If you have had thoughts lately about pet adoption and possibly bringing a Greyhound into your family, then this post might help you to understand the breed a little more and help you decide if they would be the pet for you. The question often asked is “Do Greyhounds make good  pets?” Hopefully you will find the answer to this question in our look at this marvelous animal. Greyhounds have many great qualities as a pet, they are very easygoing, intelligent, sensitive to other dogs and to humans, very loyal to their owners, brave and have an incredible lust and devotion to life in general. This dog learns quickly and has a lot of respect for its owner and other members of the household – being very loving towards children and not over-forceful with them.

Greyhounds are “sight hounds” and are able to see something as small as a squirrel from up to a half mile away. They are also, without question, the fastest dogs on earth, reaching top speeds of over 45 miles per hour in under four seconds.  Don’t let this impressive fact fool you though, Greyhounds are generally considered by their owners to be gentle, 45 mile per hour couch potatoes. They thoroughly enjoy being “slackers” and are never high strung or hyper, and they rarely allow any other animals to get their goat. Cool as the other side of the pillow, these sprinters are happy with as little as a 20 minute walk each day as the proper amount of exercise. You can also read through some of the previous posts made here and come to a decision if this wonderful breed is the one you want to share your life with.
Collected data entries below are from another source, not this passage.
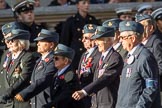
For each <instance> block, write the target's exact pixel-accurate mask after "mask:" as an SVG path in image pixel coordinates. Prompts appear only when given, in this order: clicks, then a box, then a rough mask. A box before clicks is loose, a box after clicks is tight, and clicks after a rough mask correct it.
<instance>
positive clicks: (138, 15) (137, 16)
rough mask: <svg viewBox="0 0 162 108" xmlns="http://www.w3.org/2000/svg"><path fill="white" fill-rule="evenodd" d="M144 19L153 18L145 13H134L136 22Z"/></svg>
mask: <svg viewBox="0 0 162 108" xmlns="http://www.w3.org/2000/svg"><path fill="white" fill-rule="evenodd" d="M145 19H150V20H154V19H153V18H152V16H150V15H146V14H136V15H135V20H136V22H140V21H142V20H145Z"/></svg>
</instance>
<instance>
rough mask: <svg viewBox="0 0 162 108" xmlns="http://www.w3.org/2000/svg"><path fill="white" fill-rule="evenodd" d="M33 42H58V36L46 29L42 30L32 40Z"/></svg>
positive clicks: (55, 34)
mask: <svg viewBox="0 0 162 108" xmlns="http://www.w3.org/2000/svg"><path fill="white" fill-rule="evenodd" d="M34 40H35V41H47V42H57V43H58V42H59V35H58V33H56V32H51V31H49V30H46V29H42V30H41V32H40V33H39V34H38V37H37V38H35V39H34Z"/></svg>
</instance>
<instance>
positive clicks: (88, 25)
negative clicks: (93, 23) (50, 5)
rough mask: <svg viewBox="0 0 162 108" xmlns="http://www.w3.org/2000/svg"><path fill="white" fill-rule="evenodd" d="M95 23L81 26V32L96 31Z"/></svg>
mask: <svg viewBox="0 0 162 108" xmlns="http://www.w3.org/2000/svg"><path fill="white" fill-rule="evenodd" d="M96 28H97V25H94V24H86V25H85V26H84V27H83V33H94V32H95V31H96Z"/></svg>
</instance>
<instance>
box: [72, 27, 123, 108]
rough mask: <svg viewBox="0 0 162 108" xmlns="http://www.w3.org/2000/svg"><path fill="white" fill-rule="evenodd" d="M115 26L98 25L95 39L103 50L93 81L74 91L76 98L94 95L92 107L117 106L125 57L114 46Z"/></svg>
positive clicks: (100, 47) (81, 98) (93, 107)
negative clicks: (121, 75) (120, 83)
mask: <svg viewBox="0 0 162 108" xmlns="http://www.w3.org/2000/svg"><path fill="white" fill-rule="evenodd" d="M114 33H115V31H114V28H110V27H103V26H97V29H96V32H95V34H94V36H92V38H91V39H95V42H96V44H97V46H98V50H99V52H101V53H102V54H101V56H100V59H99V61H98V65H97V67H96V71H95V72H94V78H93V82H91V83H90V84H89V85H87V86H85V87H84V88H83V89H82V90H79V91H76V92H75V93H73V95H72V97H73V98H74V99H75V100H80V99H82V98H84V97H85V96H92V105H91V107H92V108H115V105H116V101H117V91H118V87H119V80H120V74H121V70H122V68H123V59H122V57H121V56H120V54H119V53H117V52H116V51H115V50H114V49H113V47H112V44H113V40H114V39H113V37H114Z"/></svg>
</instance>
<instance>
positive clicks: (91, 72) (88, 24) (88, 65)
mask: <svg viewBox="0 0 162 108" xmlns="http://www.w3.org/2000/svg"><path fill="white" fill-rule="evenodd" d="M96 28H97V26H96V25H94V24H86V25H85V26H84V27H83V37H82V42H83V45H84V47H85V49H86V51H85V52H84V53H83V55H82V57H81V59H80V62H79V66H78V75H79V80H80V83H81V87H82V88H83V87H85V86H87V85H88V84H89V83H91V82H92V81H93V75H94V71H95V69H96V65H97V64H98V60H99V58H100V56H101V53H100V52H99V51H98V47H97V45H96V44H95V41H94V40H93V39H91V37H92V36H93V35H94V33H95V31H96ZM83 101H84V104H85V107H84V108H90V106H91V97H86V98H84V99H83Z"/></svg>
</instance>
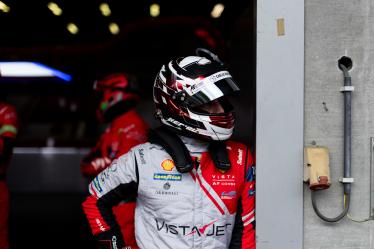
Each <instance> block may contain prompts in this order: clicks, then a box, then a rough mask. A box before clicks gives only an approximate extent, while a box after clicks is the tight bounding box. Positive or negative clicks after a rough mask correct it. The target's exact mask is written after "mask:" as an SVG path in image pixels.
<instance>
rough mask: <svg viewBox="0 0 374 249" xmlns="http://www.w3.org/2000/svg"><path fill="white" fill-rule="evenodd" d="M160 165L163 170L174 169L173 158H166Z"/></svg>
mask: <svg viewBox="0 0 374 249" xmlns="http://www.w3.org/2000/svg"><path fill="white" fill-rule="evenodd" d="M161 166H162V168H163V169H164V170H165V171H172V170H173V169H174V162H173V160H170V159H166V160H164V161H162V163H161Z"/></svg>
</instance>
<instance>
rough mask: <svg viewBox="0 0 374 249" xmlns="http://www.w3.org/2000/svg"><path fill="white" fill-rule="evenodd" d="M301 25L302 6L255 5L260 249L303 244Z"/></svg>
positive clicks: (256, 197) (303, 92)
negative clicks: (283, 21)
mask: <svg viewBox="0 0 374 249" xmlns="http://www.w3.org/2000/svg"><path fill="white" fill-rule="evenodd" d="M277 20H284V29H282V28H281V27H282V25H277V23H278V22H277ZM303 21H304V2H303V1H300V0H287V1H278V0H264V1H257V61H256V76H257V80H256V84H257V87H256V94H257V96H256V99H257V105H256V115H257V116H256V238H257V241H256V242H257V249H301V248H302V244H303V223H302V222H303V189H302V188H303V183H302V164H303V132H304V131H303V114H304V113H303V111H304V110H303V103H304V99H303V97H304V96H303V93H304V39H303V38H304V22H303ZM278 27H279V28H278ZM282 30H284V31H285V32H281V31H282Z"/></svg>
To me, it’s a no brainer…they are very calm & collected, they are the super models of the dog world and get lots of attention wherever they go, they do not smell like other dogs, do not eat a lot for their size and rarely ever bark.

Greyhounds are bred for speed, health, intelligence, and sociability. This combination makes them excellent house pets. They are, as mentioned above, clean and odor free, indoor dogs that don’t eat a lot nor require extensive exercise. They are very quiet dogs and will spend much of their time sleeping.  They are very content to follow you around wherever you go and love to go for car rides.

Greyhounds live to be about 12-15 years old, barring any accidents or illness. Racing Greyhounds are bred for health and speed and as such are not predisposed to genetic disorders like blindness, deafness, hip dysplasia, etc.

While not all greyhounds suffer from separation anxiety, a greyhound has been raised in a busy kennel and racing environment that requires extensive handling and they crave human company. Some greyhounds may get nervous and afraid if left alone. A greyhound must learn by experience that you will return, and that being alone in the house is safe. Not every dog suffers when left alone for short periods of time, and your dog may never have any problems, but it does show up with some greyhounds and you should be aware of it so if it does arise you will be prepared.

If you have an interest in adopting  a greyhound as a pet, you’ll find that there are a great many devoted fans of the breed who have done an amazing amount of work to save, nurture, and re-acclimate these stunning dogs for the retired life in your home. They are not big chewers, and they will most likely doze peacefully on the sofa while you go about your day away, greeting you drowsily when you return. Your male will be tall, at about 28 to 30 inches at the withers, and usually weigh 70 to 85 pounds. Females, a bit smaller, will measure around 26 to 28 inches and are usually in the 55 to 70 pound range. These size ranges can vary somewhat as there are some instances of  “large females and small males” that will occasionally fall outside their normal size range.

In my personal experience, looking into the eyes of a Greyhound is like looking into an “old soul”, there is just something special there that is hard to explain. You need to experience it for yourself!